—De acuerdo, el ordenador ayudó —reconoció Lincoln Rhyme.
Se refería a innerCircle, a la base de datos Atalaya y a otros programas de SSD.
—Pero sobre todo fueron las pruebas —añadió tajantemente—. El ordenador me dio una orientación general. Nada más. A partir de ahí, fue cosa nuestra.
Era bien pasada la medianoche y Rhyme estaba hablando con Sachs y Pulaski, sentados ambos en el laboratorio cercano. Ella había regresado de la casa de 522, donde los médicos le habían informado de que Robert Jorgensen sobreviviría: el disparo no había afectado a ningún órgano vital ni a los principales vasos sanguíneos. Jorgensen se encontraba en la unidad de cuidados intensivos del Columbia-Presbyterian.
Rhyme prosiguió explicándoles cómo había averiguado que Sachs estaba en casa del guardia de seguridad de SSD. Le habló del enorme dosier que SSD tenía sobre ella. Mel Cooper lo abrió en el ordenador para que Sachs pudiera verlo. Al ver la cantidad de información que contenía, la detective palideció.
—Lo saben todo —murmuró—. No tengo ni un solo secreto.
El criminalista le explicó que el sistema les había proporcionado la lista de sus movimientos después de que saliera de la comisaría de Brooklyn.
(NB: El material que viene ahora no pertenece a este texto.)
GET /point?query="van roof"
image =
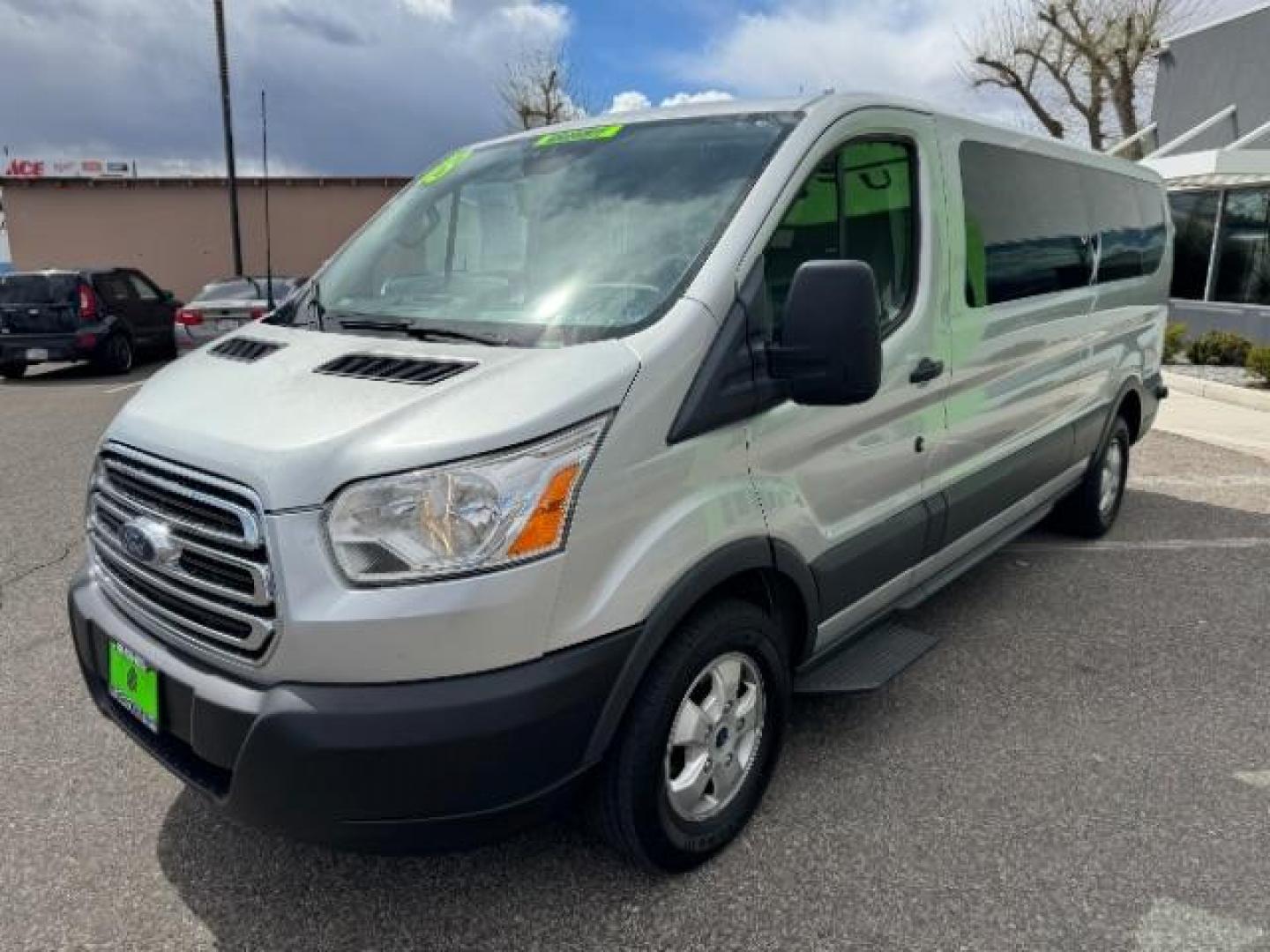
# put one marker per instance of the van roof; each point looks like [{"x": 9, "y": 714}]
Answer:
[{"x": 837, "y": 104}]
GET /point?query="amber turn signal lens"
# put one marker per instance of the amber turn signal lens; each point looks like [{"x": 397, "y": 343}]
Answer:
[{"x": 546, "y": 525}]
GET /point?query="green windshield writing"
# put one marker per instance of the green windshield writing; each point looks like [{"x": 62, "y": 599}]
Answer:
[
  {"x": 591, "y": 135},
  {"x": 444, "y": 167}
]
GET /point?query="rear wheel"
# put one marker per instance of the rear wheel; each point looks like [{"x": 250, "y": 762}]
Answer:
[
  {"x": 116, "y": 354},
  {"x": 700, "y": 740},
  {"x": 1093, "y": 507}
]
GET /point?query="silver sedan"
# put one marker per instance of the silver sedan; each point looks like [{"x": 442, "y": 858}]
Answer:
[{"x": 227, "y": 305}]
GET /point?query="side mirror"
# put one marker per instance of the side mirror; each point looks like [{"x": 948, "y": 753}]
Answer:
[{"x": 830, "y": 353}]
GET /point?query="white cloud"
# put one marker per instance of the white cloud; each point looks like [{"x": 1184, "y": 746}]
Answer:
[
  {"x": 710, "y": 95},
  {"x": 432, "y": 9},
  {"x": 381, "y": 88},
  {"x": 630, "y": 101},
  {"x": 908, "y": 48},
  {"x": 634, "y": 100}
]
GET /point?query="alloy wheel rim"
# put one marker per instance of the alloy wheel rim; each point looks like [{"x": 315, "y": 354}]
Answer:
[
  {"x": 715, "y": 736},
  {"x": 1110, "y": 478}
]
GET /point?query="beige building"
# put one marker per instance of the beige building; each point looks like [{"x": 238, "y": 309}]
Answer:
[{"x": 176, "y": 230}]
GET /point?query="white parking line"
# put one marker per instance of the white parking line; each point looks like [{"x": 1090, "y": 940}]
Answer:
[
  {"x": 1175, "y": 926},
  {"x": 1206, "y": 481},
  {"x": 1160, "y": 545}
]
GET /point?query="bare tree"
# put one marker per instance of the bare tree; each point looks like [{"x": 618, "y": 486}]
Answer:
[
  {"x": 539, "y": 89},
  {"x": 1072, "y": 60}
]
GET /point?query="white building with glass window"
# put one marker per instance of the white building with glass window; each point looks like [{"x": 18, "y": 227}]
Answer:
[{"x": 1209, "y": 138}]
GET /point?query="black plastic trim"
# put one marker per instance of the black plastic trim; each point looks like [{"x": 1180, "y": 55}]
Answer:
[
  {"x": 987, "y": 493},
  {"x": 680, "y": 599},
  {"x": 873, "y": 557},
  {"x": 732, "y": 383}
]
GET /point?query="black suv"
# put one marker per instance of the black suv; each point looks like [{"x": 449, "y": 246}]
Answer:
[{"x": 106, "y": 316}]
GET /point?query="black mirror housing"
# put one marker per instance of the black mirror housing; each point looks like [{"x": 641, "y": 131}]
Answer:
[{"x": 830, "y": 353}]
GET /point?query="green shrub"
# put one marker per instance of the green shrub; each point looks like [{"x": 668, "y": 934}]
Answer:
[
  {"x": 1175, "y": 340},
  {"x": 1221, "y": 348},
  {"x": 1259, "y": 362}
]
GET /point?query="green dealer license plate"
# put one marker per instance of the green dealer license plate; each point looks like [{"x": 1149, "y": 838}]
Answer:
[{"x": 135, "y": 686}]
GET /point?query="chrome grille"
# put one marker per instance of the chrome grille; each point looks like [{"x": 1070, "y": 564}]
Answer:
[{"x": 211, "y": 585}]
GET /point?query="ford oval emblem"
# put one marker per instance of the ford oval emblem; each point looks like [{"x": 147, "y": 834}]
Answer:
[{"x": 149, "y": 541}]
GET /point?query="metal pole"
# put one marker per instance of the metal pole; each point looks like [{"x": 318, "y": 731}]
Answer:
[
  {"x": 219, "y": 9},
  {"x": 268, "y": 249}
]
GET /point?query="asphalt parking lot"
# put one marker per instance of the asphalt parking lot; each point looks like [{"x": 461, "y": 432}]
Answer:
[{"x": 1084, "y": 763}]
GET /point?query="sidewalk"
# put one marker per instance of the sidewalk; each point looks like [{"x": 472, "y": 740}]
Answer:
[{"x": 1222, "y": 424}]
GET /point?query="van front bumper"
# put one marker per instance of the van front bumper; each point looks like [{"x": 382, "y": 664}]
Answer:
[{"x": 390, "y": 767}]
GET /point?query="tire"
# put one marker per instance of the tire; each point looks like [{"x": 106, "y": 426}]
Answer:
[
  {"x": 632, "y": 802},
  {"x": 116, "y": 354},
  {"x": 1093, "y": 507}
]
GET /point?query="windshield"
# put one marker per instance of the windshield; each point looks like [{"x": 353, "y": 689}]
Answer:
[
  {"x": 37, "y": 288},
  {"x": 569, "y": 236}
]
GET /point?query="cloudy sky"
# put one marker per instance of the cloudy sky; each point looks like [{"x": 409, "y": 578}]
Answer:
[{"x": 366, "y": 86}]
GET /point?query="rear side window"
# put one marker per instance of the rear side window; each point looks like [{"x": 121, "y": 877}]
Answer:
[
  {"x": 143, "y": 288},
  {"x": 1027, "y": 228},
  {"x": 38, "y": 288},
  {"x": 1032, "y": 222},
  {"x": 115, "y": 288}
]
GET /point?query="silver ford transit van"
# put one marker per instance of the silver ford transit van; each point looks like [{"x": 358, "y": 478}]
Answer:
[{"x": 600, "y": 443}]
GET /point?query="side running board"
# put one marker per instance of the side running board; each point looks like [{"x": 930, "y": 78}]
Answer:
[{"x": 866, "y": 663}]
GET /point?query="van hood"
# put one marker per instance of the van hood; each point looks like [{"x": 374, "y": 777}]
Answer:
[{"x": 296, "y": 435}]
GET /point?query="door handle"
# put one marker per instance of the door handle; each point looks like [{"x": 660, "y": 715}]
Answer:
[{"x": 926, "y": 371}]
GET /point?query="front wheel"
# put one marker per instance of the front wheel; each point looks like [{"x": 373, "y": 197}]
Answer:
[
  {"x": 700, "y": 740},
  {"x": 1093, "y": 507}
]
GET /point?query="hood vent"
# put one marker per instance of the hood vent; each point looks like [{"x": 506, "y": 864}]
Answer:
[
  {"x": 244, "y": 349},
  {"x": 395, "y": 369}
]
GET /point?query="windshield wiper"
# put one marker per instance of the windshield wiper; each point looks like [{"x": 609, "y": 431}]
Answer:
[{"x": 424, "y": 333}]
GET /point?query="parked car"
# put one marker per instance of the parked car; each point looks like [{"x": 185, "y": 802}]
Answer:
[
  {"x": 227, "y": 305},
  {"x": 107, "y": 316},
  {"x": 598, "y": 444}
]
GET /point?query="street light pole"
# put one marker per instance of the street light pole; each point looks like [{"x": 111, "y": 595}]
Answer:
[{"x": 219, "y": 9}]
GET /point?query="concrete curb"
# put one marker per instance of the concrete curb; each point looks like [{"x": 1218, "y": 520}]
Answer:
[{"x": 1222, "y": 392}]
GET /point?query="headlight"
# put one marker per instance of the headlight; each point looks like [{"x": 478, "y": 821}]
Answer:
[{"x": 473, "y": 516}]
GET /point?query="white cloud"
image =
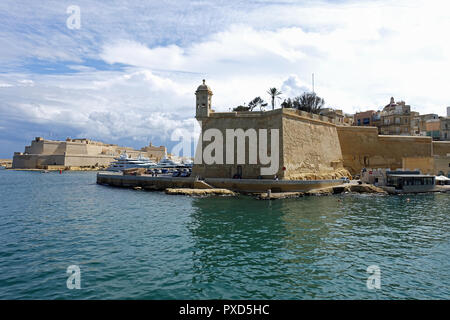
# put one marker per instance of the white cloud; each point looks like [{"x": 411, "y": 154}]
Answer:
[{"x": 361, "y": 53}]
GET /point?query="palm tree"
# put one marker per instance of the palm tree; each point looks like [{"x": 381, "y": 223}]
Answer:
[
  {"x": 274, "y": 93},
  {"x": 309, "y": 102},
  {"x": 257, "y": 102}
]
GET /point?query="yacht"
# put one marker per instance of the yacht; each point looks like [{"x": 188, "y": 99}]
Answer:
[
  {"x": 125, "y": 162},
  {"x": 168, "y": 163}
]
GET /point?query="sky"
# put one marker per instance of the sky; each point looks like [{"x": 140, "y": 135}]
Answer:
[{"x": 128, "y": 74}]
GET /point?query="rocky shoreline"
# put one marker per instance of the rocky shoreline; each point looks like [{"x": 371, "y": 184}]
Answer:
[{"x": 351, "y": 188}]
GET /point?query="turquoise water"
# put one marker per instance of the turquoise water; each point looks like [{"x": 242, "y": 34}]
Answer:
[{"x": 148, "y": 245}]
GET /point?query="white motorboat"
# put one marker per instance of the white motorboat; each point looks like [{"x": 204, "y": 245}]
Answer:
[
  {"x": 168, "y": 163},
  {"x": 125, "y": 162}
]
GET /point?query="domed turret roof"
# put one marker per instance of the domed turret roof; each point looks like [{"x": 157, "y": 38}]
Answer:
[{"x": 204, "y": 87}]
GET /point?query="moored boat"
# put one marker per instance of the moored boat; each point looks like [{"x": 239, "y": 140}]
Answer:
[{"x": 125, "y": 162}]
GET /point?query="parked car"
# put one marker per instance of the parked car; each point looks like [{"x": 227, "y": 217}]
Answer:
[
  {"x": 176, "y": 174},
  {"x": 345, "y": 180}
]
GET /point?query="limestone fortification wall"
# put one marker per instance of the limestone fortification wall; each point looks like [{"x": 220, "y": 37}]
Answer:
[
  {"x": 308, "y": 145},
  {"x": 441, "y": 148},
  {"x": 234, "y": 120},
  {"x": 362, "y": 147},
  {"x": 72, "y": 153},
  {"x": 311, "y": 148}
]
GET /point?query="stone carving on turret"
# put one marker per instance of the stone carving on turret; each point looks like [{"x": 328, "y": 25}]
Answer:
[{"x": 203, "y": 101}]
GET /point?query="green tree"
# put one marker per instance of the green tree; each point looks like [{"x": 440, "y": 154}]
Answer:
[
  {"x": 274, "y": 93},
  {"x": 309, "y": 102},
  {"x": 257, "y": 102}
]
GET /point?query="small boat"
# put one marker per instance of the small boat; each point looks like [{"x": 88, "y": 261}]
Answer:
[
  {"x": 125, "y": 162},
  {"x": 168, "y": 163}
]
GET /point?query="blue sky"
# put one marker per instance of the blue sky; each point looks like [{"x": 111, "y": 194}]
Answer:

—Pero el ordenador sólo podía darnos una indicación general de tu itinerario. De tu paradero no sabía nada. Seguí mirando el plano y me di cuenta de que ibas en dirección a SSD, lo cual, por cierto, no dedujo su puñetero ordenador. Llamé y el guardia del vestíbulo me dijo que acababas de pasar media hora allí, preguntando por distintos empleados. Pero nadie sabía dónde habías ido después.
Sachs les contó cómo le había conducido su pista hasta SSD: el hombre que había entrado en su casa había perdido un comprobante de caja de una cafetería situada junto al edificio de la empresa.
—Pensé que tenía que significar que el asesino era un empleado o alguien muy relacionado con SSD. Pam pudo ver su ropa: chaqueta azul, vaqueros y una gorra. Deduje que los guardias de seguridad sabrían qué empleados habían ido vestidos así a trabajar hoy. Los que estaban de servicio no se acordaban de haber visto a nadie así, por lo que les pedí el nombre y la dirección de los guardias que libraban esta tarde. Y me fui a hablar con ellos. —Hizo una mueca—. No se me ocurrió que Cinco Dos Dos fuera uno de ellos. ¿Cómo descubriste tú que era un guardia, Rhyme?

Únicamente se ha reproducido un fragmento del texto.